Oh boy. I love the idea that rules are made to be broken, and I'm glad this author has managed to elicit excitement, but I have to share the frustration and confusion of those who are wondering how this one got more than a glance. It is so wildly against the rules, while some agents and editors will can you for using a colon instead of a dash in the subject line.
Oh well, here's hoping for more agents willing to give a query a chance because of its content rather than the layout of its characters.
I have to agree with Leah. It just sounded cliche to me, until I read the last line about the setting. That kind of hit me in the face because it gave me a new understanding of the context, instead of sounding like every single other cop story ever. Just wish the writer had brought that up sooner.
This could either be really good or really bad...
It was immediately obvious to me why you would ask for pages. Fascinating place, a sense of purpose, and a sense of voice in a commercial novel. So few of the queries on this site achieve close to this.
I agree with the point made above: we really do need to have the ancient Chinese context revealed to us earlier, in the story itself. Otherwise it just seems like another slice of film noir. Nothing wrong with that, but we’ve seen it a zillion times from Bogart to Scorsese.
You could perhaps hook your period setting to the “new year” reference and then focus in, e.g.
> Overwhelmed by preparations for the New Year celebration, his regular staff cannot investigate the case. These festivities will be greater than usual because they mark the Yuan Dynasty’s __th year in power / they mark Kublai Khan’s __th year as Emperor
which also raises the stakes by adding tension – the Inspector being surrounded by harassed officials who don’t want to get this particular gig wrong, and he’s in their way. The abrupt shift from Chandleresque mean streets to old-world China is unexpected and draws me in. A medieval setting and a detective monk sure didn’t do Umberto Eco any harm.
Also: In the segment beginning “Who are these people”, could you leave out the last sentence ("the corporal is the key to solving the case")? I think it gives too much away. You could end that para with “When the Inspector learns the deadly secret he must roll the dice again”. Otherwise it defuses the rest of the characters and takes our attention away from them because we realise they're not where the action is. Just hearing that the corporal holds a deadly secret is enticing enough. I’d rather look at a lineup of suspects and be kept guessing.
The chinese menu formatting didn't bother me, as the writer had an interesting story to start with.
I find the story really interesting and would read it.
I feel that something is missing in this query. I liked it,there was a lot of work put into it, that shows, but feel that it wasn't honed.
Querys are a real female dog to get perfect, making that first impression.
Good luck with this one.
I would read this in a heartbeat. It reminds me of a Joe Abercrombie novel.
I came back 6 weeks later and gave it another once over. Still a great query.
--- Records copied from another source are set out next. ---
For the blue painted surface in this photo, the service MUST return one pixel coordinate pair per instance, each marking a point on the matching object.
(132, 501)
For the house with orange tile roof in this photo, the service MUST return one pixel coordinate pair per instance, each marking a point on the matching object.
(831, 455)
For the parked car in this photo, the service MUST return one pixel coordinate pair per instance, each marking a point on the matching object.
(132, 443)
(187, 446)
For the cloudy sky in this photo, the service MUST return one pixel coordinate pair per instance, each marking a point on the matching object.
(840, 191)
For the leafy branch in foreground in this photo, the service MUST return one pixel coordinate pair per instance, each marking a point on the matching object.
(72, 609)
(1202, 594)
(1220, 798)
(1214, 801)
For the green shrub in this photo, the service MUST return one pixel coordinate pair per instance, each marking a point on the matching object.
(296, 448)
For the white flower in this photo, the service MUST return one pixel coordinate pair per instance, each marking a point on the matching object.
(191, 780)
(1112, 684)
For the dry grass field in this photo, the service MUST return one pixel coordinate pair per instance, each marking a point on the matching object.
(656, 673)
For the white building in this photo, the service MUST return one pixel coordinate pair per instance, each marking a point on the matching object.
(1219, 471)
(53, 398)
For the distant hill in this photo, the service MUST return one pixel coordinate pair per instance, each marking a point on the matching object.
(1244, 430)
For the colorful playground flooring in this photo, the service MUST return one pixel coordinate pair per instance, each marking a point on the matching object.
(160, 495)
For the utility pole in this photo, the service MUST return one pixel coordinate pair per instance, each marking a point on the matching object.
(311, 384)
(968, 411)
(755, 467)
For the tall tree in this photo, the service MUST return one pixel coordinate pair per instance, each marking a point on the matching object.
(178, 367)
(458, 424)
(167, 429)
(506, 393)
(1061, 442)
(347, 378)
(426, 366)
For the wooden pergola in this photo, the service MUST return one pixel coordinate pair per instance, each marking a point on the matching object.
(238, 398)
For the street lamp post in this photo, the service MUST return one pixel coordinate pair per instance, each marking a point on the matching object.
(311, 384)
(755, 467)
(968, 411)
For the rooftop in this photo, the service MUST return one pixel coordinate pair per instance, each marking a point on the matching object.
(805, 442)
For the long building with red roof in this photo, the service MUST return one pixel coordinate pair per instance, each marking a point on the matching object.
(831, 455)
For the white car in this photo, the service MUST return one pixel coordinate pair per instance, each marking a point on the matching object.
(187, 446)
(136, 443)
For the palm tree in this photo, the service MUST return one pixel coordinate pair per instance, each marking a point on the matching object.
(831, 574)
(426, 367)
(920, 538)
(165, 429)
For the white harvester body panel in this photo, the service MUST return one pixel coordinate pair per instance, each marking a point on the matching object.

I spent a couple days after reading it initally and researched this locale and time period.
Would love to read this story, kind of reminds me of Yojimbo, Kirasawa's masterpiece.
I hope you undate the status on this one.
I've been writing and rewriting for four years, learning the 'rules', changing everything in my manuscript that breaks the rules. I keep reading books, and finished one just a few days ago, that break rules left, right and everywhere... but they're published... by big publishing houses. And, after being frustrated so many times, I've finally figured after finishing this last book why this query works... because the story is good even if it breaks the rules.
I would definitely read this book. The setting, main character, and plot all sound compelling to me (in that order).